Dawn at Archives Fine Books in Brisbane has announced Australia’s first book collecting prize! All of the details are on their website, but it’s for people up to the age of thirty-five who live in the Greater Brisbane area. It opens on the 1 January 2020 and deadline for entries is 29 February 2020.

Keep up with what these fine book people are doing on their Facebook page and go visit their bookshop at 40 Charlotte Street, Brisbane City. As they say themselves:

Located on the ground floor of John Mills Himself, a heritage-listed building in the heart of the Brisbane CBD, Archives Fine Books is one of the largest second-hand bookstores in Australia.
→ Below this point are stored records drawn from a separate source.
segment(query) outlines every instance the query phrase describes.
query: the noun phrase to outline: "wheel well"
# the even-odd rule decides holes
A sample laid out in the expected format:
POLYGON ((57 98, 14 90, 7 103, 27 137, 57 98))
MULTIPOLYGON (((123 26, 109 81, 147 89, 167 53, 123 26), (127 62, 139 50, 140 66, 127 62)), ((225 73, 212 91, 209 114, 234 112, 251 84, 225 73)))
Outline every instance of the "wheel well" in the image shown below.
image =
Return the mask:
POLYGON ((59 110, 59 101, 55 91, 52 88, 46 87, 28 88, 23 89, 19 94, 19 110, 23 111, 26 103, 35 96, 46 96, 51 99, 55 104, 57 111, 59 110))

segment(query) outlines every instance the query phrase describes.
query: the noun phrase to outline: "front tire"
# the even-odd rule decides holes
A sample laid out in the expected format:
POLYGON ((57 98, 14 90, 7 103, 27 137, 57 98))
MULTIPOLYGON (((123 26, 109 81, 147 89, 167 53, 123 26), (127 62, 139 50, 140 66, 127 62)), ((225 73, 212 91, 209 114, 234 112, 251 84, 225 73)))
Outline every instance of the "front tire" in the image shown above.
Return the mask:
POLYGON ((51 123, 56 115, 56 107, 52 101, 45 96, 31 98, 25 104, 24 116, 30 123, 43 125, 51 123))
Our size means we are like a number of specialty stores in one: literature, philosophy, politics, sport, military history, westerns, Australiana, esoterica, religion, law, business, science, science fiction, fantasy, popular fiction, biography, music, quilting…the list goes on…and on.

Established in 1985 by the well-remembered Emmanuel, the store has been cared for by a handful of unique personalities, each one contributing to its reputation as a Brisbane icon. Hamish Alcorn bought the business in 2008 and since then has organised more than half a million books, weathered  the GFC, the e-book revolution, and survived freak storms and floods. He also married Dawn Albinger and has strongly supported her vision to build the antiquarian and ‘Fine’ end of the business. Together they plan to keep the doors open for decades to come, contributing to the intellectual, cultural, and aesthetic life of Brisbane City.

I’ve been going there since the 1990s and have bought large numbers of books from them, including a full set of Anais Nin’s diaries. It’s rare that I leave without finding a book that I’ve long sought after, or one that I’ve just discovered is essential to read. I went once looking for Georg Büchner’s plays, particularly Wozzeck, and they had a copy!

Dawn and Hamish run an essential business for, without fine bookshops like theirs, our cultural lives run dry. We cannot live only by economics and, although I love a nice café or bar as much as the next person, we need enrichment of our creative and imaginative selves and a sharpening of our critical thinking skills as much as we need food and drink.